We lost 8% of equity value on day one because the peg was wrong.

Working capital adjustments are often underestimated in mid-market deals, often quietly shifting purchase consideration, and resulting in value leakage.

Why Working Capital Matters in M&A  

Working capital represents the funds required to continue operating the business as a going concern. It typically comprises items such as trade receivables, inventories, and trade payables. In M&A transactions, adjustments are made at completion to ensure a normal level of working capital is delivered. As a result, a poorly defined working capital peg may result in a purchase consideration creep.

 

The Trap: Seasonality and Working Capital Peg

Working capital pegs are typically calculated using historical averages. However, seasonality can affect the appropriateness of these pegs and may result in unusual spikes in working capital. For example, a business that experiences high sales during the holiday season may have higher working capital requirements during that period. A buyer could overpay for a business if the working capital peg was set based on a trailing 12-month average, that ignores seasonal inventory spikes. Similarly, growing businesses pose a risk if the peg is incorrectly set, as rapid growth can lead to increased working capital needs that are not accurately reflected in historical averages.

 

Common Mistakes

Common mistakes buyers make include blind reliance on a 12-month trailing average.
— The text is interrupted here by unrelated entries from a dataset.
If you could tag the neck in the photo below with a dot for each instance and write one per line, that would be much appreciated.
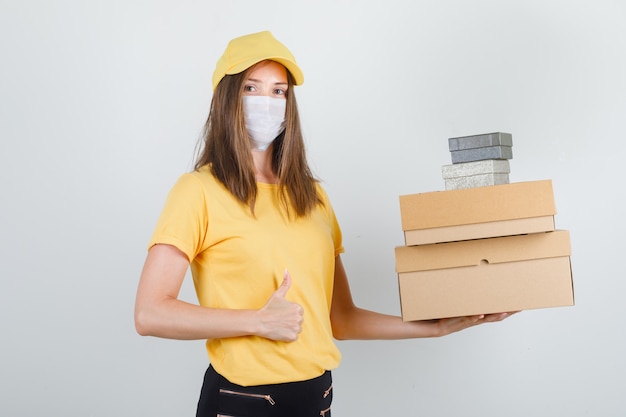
(263, 166)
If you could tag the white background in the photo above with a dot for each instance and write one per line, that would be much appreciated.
(101, 105)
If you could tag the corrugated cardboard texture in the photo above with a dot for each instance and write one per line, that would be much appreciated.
(484, 289)
(477, 205)
(479, 230)
(480, 141)
(475, 252)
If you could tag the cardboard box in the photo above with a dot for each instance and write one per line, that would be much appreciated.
(479, 230)
(480, 141)
(492, 211)
(485, 276)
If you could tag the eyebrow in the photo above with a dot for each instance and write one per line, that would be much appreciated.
(259, 81)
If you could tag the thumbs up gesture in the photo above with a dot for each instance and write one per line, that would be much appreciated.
(281, 319)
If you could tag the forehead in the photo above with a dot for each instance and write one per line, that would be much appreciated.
(268, 70)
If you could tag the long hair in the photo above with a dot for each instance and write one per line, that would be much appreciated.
(226, 149)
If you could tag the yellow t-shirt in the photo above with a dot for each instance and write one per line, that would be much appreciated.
(238, 261)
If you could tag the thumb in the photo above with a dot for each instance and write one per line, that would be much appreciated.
(284, 286)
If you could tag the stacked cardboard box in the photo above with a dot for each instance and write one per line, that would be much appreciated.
(482, 249)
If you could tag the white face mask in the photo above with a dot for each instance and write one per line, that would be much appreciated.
(265, 119)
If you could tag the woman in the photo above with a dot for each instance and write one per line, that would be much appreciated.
(263, 244)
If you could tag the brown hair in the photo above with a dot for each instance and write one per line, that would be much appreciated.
(226, 149)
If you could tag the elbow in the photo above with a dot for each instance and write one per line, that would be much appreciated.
(340, 325)
(142, 323)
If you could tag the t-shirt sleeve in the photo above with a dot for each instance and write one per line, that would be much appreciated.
(184, 220)
(334, 223)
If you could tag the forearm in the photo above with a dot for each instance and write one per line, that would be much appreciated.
(368, 325)
(176, 319)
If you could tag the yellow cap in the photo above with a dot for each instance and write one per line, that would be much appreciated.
(245, 51)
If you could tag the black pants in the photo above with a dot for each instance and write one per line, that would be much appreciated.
(220, 397)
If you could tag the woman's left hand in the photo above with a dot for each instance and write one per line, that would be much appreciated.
(455, 324)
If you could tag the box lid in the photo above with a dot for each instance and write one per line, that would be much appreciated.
(477, 205)
(481, 251)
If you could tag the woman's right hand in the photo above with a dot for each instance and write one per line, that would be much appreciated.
(281, 319)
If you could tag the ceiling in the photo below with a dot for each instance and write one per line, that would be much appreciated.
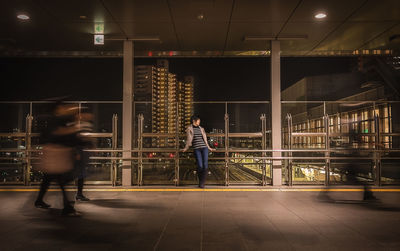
(56, 28)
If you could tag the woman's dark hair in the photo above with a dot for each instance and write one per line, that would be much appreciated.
(194, 118)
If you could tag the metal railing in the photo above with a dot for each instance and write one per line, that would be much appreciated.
(225, 156)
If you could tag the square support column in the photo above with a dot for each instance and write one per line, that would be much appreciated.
(127, 120)
(276, 129)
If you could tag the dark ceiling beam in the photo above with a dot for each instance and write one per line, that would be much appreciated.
(229, 27)
(380, 34)
(174, 25)
(113, 18)
(289, 17)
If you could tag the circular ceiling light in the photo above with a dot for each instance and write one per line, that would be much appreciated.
(320, 15)
(23, 17)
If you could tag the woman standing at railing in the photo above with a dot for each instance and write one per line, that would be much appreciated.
(197, 138)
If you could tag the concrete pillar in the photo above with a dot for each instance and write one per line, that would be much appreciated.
(127, 120)
(276, 129)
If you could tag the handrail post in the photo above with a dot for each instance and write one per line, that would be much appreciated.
(377, 155)
(226, 149)
(114, 143)
(140, 148)
(327, 153)
(263, 147)
(177, 129)
(290, 146)
(28, 146)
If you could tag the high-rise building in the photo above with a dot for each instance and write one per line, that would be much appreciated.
(171, 100)
(185, 102)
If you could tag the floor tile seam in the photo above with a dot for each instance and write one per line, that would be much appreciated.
(309, 225)
(349, 227)
(155, 246)
(243, 240)
(279, 231)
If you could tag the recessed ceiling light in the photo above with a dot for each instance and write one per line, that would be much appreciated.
(23, 17)
(320, 15)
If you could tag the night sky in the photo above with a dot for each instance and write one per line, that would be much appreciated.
(101, 78)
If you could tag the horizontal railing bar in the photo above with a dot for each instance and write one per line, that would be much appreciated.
(173, 150)
(297, 134)
(266, 158)
(69, 102)
(97, 135)
(377, 102)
Setting the working capital peg is not a mathematical exercise, it is a delicate balance to consider what is required to operate the business as a going concern, taking into consideration factors such as growth trajectories and carve-out adjustments. Buyers often fail to account for these factors, leading to inaccurate working capital pegs and potential financial losses.

 

Getting it right

  • Consider seasonality in monthly working capital trend analysis: Analysing monthly trends can help identify seasonal patterns and adjust the working capital peg accordingly.
     
  • Normalise for growth and carve-outs: Adjusting for growth and carve-out impacts ensures that the working capital peg reflects the current state of the business.
     
  • Sensitise working capital to assess the impact of changes to components of working capital: Understanding how changes in components such as trade receivables, inventories, and trade payables affect working capital can help in setting a more accurate peg.
     
  • Appropriately define normalised working capital in transaction documents, including specific policies surrounding working capital items: Clearly defining what constitutes normalised working capital and including specific policies in transaction documents can prevent misunderstandings and disputes.
     
  • Negotiate transitionary arrangements to consider working capital arrangements: Transitionary arrangements can help manage working capital during the transition period, ensuring that the business continues to operate smoothly.

 

Appropriately determining your working capital peg protects a buyer from unwanted purchase consideration creep and value leakage. It isn’t just a number, it’s real money. Avoid a scenario where the statement at the top applies to you, whatever that number may be. By carefully considering factors such as seasonality, growth, and carve-outs, and by clearly defining working capital policies in transaction documents, buyers can protect themselves from financial losses and ensure a successful transaction.